Ken Potter, a retired professor of civil and environmental engineering at UW-Madison, was featured three weeks ago in the State Journal’s five-part series, “The Yahara Lakes/Giants Among Us.” The State Journal published Potter’s startling image of what the Isthmus would look like if dozens of blocks were deluged. His work drew heavily on projections of what would happen in 14 inches of rain fell on the central city.
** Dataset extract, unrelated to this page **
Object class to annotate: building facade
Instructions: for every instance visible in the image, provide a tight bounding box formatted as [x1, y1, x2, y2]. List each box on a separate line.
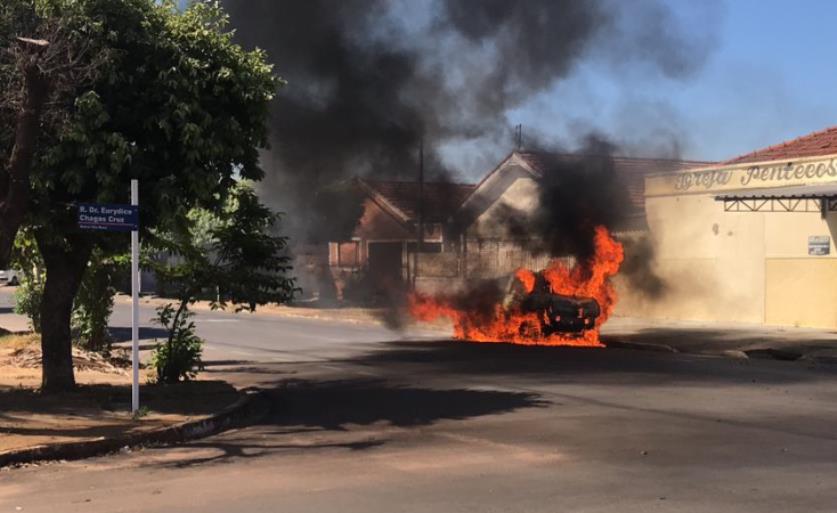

A downpour of that size in Sauk County northwest of Madison in 2008 caused Lake Delton to breach, washing away homes and emptying the lake.
Potter’s calculations and warnings earlier this month about flooding on the Isthmus have quickly proved prophetic, even though the Isthmus missed this week’s heaviest rains.
“It could have been a lot worse,” Potter told the State Journal last week. “If you move the storm a little bit to the east — this is exactly the kind of storm I feared.”
The Isthmus is especially vulnerable to heavy rain because it is surrounded by lakes, and because its abundance of pavement and rooftops don’t absorb water. Moreover, the city and region continue to expand, which is why Potter is recommending new developments be placed under stricter stormwater regulations. Current urban-design standards essentially double the amount of water that ends up in ditches, streams and eventually the lakes, he said.
A changing climate also is producing heavier downpours, which flood our waterways with excessive phosphorus pollution from farms, lawns and construction sites. That, in turn, feeds algae and gives rise to stinky green scum in the water, harming wildlife and damaging our quality of life.
We can’t take our lakes for granted, as “The Yahara Lakes/Giants Among Us” so powerfully showed — and as the past week of flooding has only reinforced. We must protect our lakes because, ultimately, doing so protects us.